1 MARCH 1975, Page 4

Broadmoor

From Dr J. P. T. Linhlater

Sir: Whilst applauding the refreshing natural loyalty and enthusiasm of your correspondent, Mr W. Barry Stone, Editor of the Broadmoor Chronicle (Letters, February 22) I feel that the time has come to make a stand for plain speaking. A man who commits a crime is a criminal, while a man who is insane is a lunatic. A man whose insanity leads him to crime is a criminal lunatic. Such a man has a defective character. Some criminal lunatics can be treated medically but some are simple psychopaths who, by definition, are inaccessible to medical remedies.
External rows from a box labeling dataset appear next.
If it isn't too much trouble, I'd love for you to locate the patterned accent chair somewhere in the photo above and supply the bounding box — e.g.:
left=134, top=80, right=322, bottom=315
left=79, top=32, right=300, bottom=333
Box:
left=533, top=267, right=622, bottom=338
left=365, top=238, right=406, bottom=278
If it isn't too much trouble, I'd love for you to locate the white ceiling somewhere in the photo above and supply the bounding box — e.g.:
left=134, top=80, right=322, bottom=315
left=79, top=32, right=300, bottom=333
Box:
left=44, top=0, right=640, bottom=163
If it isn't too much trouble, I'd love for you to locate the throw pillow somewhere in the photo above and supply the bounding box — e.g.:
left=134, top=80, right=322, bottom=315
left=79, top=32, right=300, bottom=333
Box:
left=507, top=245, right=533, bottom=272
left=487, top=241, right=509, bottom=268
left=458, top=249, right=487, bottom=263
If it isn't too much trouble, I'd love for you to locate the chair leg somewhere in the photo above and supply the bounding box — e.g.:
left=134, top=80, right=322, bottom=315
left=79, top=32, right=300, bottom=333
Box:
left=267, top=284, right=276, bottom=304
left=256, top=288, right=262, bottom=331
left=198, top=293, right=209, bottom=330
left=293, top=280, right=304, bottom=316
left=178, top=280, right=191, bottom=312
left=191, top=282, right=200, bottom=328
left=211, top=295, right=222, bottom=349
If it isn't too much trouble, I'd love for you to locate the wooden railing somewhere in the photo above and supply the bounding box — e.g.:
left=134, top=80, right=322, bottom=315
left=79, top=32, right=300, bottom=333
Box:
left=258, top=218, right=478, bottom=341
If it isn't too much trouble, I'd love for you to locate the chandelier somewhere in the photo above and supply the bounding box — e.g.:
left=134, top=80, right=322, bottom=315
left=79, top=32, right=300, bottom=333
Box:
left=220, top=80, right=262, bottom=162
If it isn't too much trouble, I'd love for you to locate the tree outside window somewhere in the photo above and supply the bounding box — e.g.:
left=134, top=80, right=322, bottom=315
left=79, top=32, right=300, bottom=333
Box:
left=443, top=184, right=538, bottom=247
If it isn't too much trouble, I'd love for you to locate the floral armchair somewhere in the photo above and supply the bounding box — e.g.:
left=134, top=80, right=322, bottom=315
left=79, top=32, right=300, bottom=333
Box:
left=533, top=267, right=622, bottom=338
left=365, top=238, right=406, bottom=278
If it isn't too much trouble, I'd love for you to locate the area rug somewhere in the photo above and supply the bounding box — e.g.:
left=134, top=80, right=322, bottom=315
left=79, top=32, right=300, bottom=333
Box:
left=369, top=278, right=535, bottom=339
Their defect is, therefore, irremediable and they are accordingly given indefinite shelter in a Criminal Lunatic Asylum. If such men are sent for treatment, then bureaucracy is using the word in some esoteric, confusing, Orwellian sense — pace Sir Ernest Gowers — while I was using plain English in the belief that a spade is a spade by any name and that, notwithstanding the current egalitarian nomenclature of the welfare state, inside every pompous Rodent Operative Officer is a genial rat-catcher struggling to get out.

Incidentally, if we don't lock up criminal lunatics at Broadmoor nowadays, what do we do with them?